You can also match more complex endmarkers this way, for instance, in this case your end-limiter is ?=, so you want to match nonquestionmarks, and questionmarks followed by non-equals:
([^?]*\?[^=])*[^?]*
At this point it becomes harder to choose though. I like that this solution is stricter, but readability decreases in this case.
One solution:
=\?(.*?)\?=\s*=\?(.*?)\?=
Explanation:
=\? # Literal characters '=?'
(.*?) # Match each character until find next one in the regular expression. A '?' in this case.
\?= # Literal characters '?='
\s* # Match spaces.
=\? # Literal characters '=?'
(.*?) # Match each character until find next one in the regular expression. A '?' in this case.
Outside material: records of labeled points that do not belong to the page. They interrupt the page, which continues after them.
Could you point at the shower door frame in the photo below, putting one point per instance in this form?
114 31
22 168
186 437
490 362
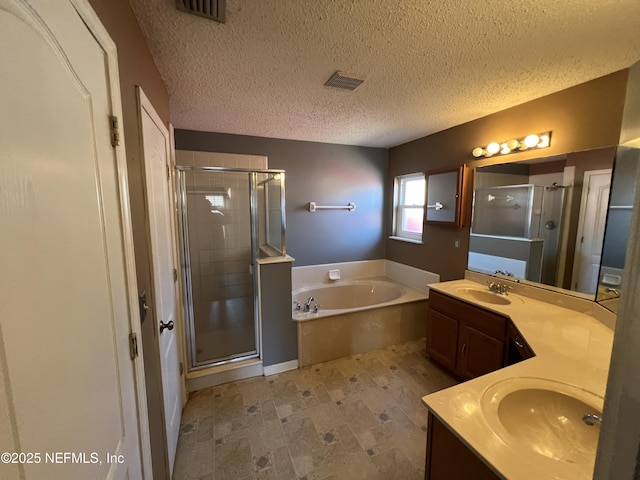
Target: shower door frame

\?= # Literal characters '?='
Test in a 'perl' program:
use warnings;
use strict;
while ( <DATA> ) {
printf qq[Group 1 -> %s\nGroup 2 -> %s\n], $1, $2 if m/=\?(.*?)\?=\s*=\?(.*?)\?=/;
}
__DATA__
=?utf-8?Q?Here is som?= =?utf-8?Q?e text.?=
Running:
perl script.pl
Results:
Group 1 -> utf-8?Q?Here is som
Group 2 -> utf-8?Q?e text.
EDIT to comment:
I would use the global modifier /.../g. Regular expression would be:
/=\?(?:[^?]*\?){2}([^?]*)/g
Explanation:
=\? # Literal characters '=?'
(?:[^?]*\?){2} # Any number of characters except '?' with a '?' after them. This process twice to omit the string 'utf-8?Q?'
([^?]*) # Save in a group next characters until found a '?'
/g # Repeat this process multiple times until end of string.
Tested in a Perl script:
use warnings;
use strict;
while ( <DATA> ) {
printf qq[Group -> %s\n], $1 while m/=\?(?:[^?]*\?){2}([^?]*)/g;
}
__DATA__
=?utf-8?Q?Here is som?= =?utf-8?Q?e text.?= =?utf-8?Q?more text?=
Running and results:
Group -> Here is som
Group -> e text.
Group -> more text
Thanks for everyone's answers! The simplest expression that solved my issue was this:
=\?(.*?)\?.\?(.*?)\?=
The only difference between this and my originally-posted expression was the addition of a ? (non-greedy) operator on the first ".*". Critical, and I'd forgotten it.